GeoPandas主要实现两个主要的数据结构，GeoSeries和GeoDataFrame，分别是pandas系列和DataFrame的子类。

GeoSeries本质上是一种向量，向量中的每个条目都对应观察的一组形状。条目可以由一个形状（如单个多边形）组成或由多个形状组成，这些形状被认为是一个观察（例如构成夏威夷州或印度尼西亚等国家的许多多边形）。

geopandas有三个基本类的几何对象（实际上是形状对象）：

点/点集合
线/线集合
多边形/多边形集合

请注意，GeoSeries中的所有条目并不是必须为相同的几何类型，但如果类型不同，可能会导致某些操作失败。

①、属性和方法概述¶

GeoSeries类几乎实现了Shapely对象的所有属性和方法。当应用于GeoSeries时，它们将以元素方式应用于GeoSeries中的所有几何。在两个GeoSeries之间可以应用二进制操作，在这种情况下，操作是按元素进行的。这两个系列将通过匹配索引完成对齐。二进制操作也可以应用于单个几何，在这种情况下，对具有该几何系列的每个元素执行操作。在任一情况下，将酌情返回一个Series或一个GeoSeries。

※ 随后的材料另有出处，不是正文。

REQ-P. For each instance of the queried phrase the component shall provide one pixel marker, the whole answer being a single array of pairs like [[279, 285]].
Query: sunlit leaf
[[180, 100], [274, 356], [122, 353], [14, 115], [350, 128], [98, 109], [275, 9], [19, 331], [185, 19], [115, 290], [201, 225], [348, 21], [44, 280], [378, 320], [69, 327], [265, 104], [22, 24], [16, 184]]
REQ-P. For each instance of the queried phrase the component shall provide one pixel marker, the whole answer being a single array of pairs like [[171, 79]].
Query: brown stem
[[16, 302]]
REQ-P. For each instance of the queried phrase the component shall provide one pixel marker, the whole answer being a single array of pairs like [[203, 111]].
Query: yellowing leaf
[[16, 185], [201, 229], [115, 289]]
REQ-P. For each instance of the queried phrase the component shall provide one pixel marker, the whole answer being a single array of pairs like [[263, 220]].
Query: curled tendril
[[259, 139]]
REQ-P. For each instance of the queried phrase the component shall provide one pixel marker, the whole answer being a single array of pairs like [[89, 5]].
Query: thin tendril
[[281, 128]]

此处介绍的只是GeoSeries的几个属性和方法的简短摘要，可在所有属性和方法页面中找到完整列表。还有用于扩展现有形状或应用集合理论的一系列操作（例如几何操作中描述的“联合”）来创建新形状。

②、属性¶

area：形状面积（投影单位）
bounds：每个轴的每个形状的最大与最小坐标元组
total_bounds：整个GeoSeries的每个轴上的最大与最小坐标元组
geom_type：几何类型。
is_valid：测试坐标是否形成合理的几何形状。

③、基本方法¶

distance（other）：返回每个条目到其他条目最小距离的序列
centroid：返回质心的GeoSeries
representative_point（）：返回位于每个几何中点的GeoSeries。它不返回质心。
to_crs（）：更改坐标参考系。
plot（）：绘制GeoSeries。

④、关系测试¶

geom_almost_equals（other）：形状几乎和其他的一样（由于浮点精度问题导致的形状略有不同，效果还是不错的）
contains（other）：其他包含的形状
intersects（other）：其他相交的形状

11.4.2. 数据结构：GeoDataFrame¶

GeoDataFrame是一个包含GeoSeries的表格数据结构。

GeoDataFrame最重要的属性是它总是具有一个保存特殊状态的GeoSeries列。此GeoSeries称为GeoDataFrame的“几何”。当空间方法应用于GeoDataFrame（或调用类似区域的空间属性）时，此命令将始终作用于“几何”列。

“geometry”列可通过geometry属性（gdf.geometry）访问，并且可以通过键入gdf.geometry.name的方法找到geometry列名称。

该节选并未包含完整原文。